Christina Cervenka spielt Gretl Csonka
Christina Cervenka spielt Gretl Csonka © (c) ORF/Hans Leitner (Hans Leitner)

Karl Markovics verkörpert Freud

Zurück zum Set in der einstigen Kaiserresidenz. An einem ganzen Foyer voller Requisiten und Kameraleuten vorbei gelangt man schließlich zum Ort des Geschehens: das Ordinationszimmer des Psychoanalytikers. Dort macht sich einer der größten österreichischen Schauspieler gerade bereit, die Rolle Freuds zu verkörpern: Karl Markovics. Sich mit dem Begründer der Psychoanalyse und seinem Zugang zu Homosexualität auseinanderzusetzen, war für Markovics keine besondere Herausforderung: "Ich habe mich mit Sigmund Freud schon auf unterschiedlichste Weisen als Privatmensch beschäftigt." Es sei auch nicht das erste Mal gewesen, dass er Freud gespielt habe.

Karl Markovics spielt Freud
Karl Markovics spielt Freud © (c) ORF/Hans Leitner (Hans Leitner)

Eine Schlüsselszene habe ihm Freuds Haltung zu Homosexualität jedoch besonders gut vor Augen geführt: "Es kommt hier ein Originalsatz vor, der mir das besser erklärt.
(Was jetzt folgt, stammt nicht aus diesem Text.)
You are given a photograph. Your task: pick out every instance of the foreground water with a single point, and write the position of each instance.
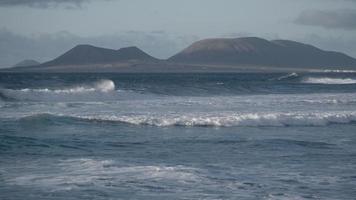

In einer Szene sagt er zu Margarethe Csonka: 'Ich werde Ihrem Vater raten, die Therapie abzubrechen. Die Psychoanalyse ist nicht dazu berufen, das Problem der Homosexualität zu lösen.'" Außerdem soll er in der Szene auch fragen, ob Gretl überhaupt leide oder klage, warum der Vater überhaupt glaube, dass sie krank sei. In Zusammenhang mit gleichgeschlechtlicher Sexualität habe Freud laut Karl Markovics also "ganz bewusst nicht von Krankheit, von Leiden, von Defekt oder von Heilen gesprochen."

Karl Markovics entspannt mit Kaffee beim Gespräch mit der Kleinen Zeitung
Karl Markovics entspannt mit Kaffee beim Gespräch mit der Kleinen Zeitung © (c) ORF/Hans Leitner (Hans Leitner)

Noch einmal hallt es "Ruhe" durch die von Rauchschwaden durchzogenen Räume. "Bitte alle leise sein!" – die Szene wird einmal durchgespielt, bevor es zum eigentlichen Dreh kommt. Christina Cervenka sitzt in Gestalt von Gretl Csonka vor den Flügeltüren des Ordinationszimmers und lauscht heimlich dem Gespräch zwischen Freud und ihren Eltern, dargestellt von Carolina Frank und Florian Carove. Wie geht die Geschichte für die junge Frau und ihre Geliebte aus? Interessierte erfahren es zum Ausstrahlungstermin von "Universum History: Die Illusion der Freiheit" im Dezember 2023 auf ORF.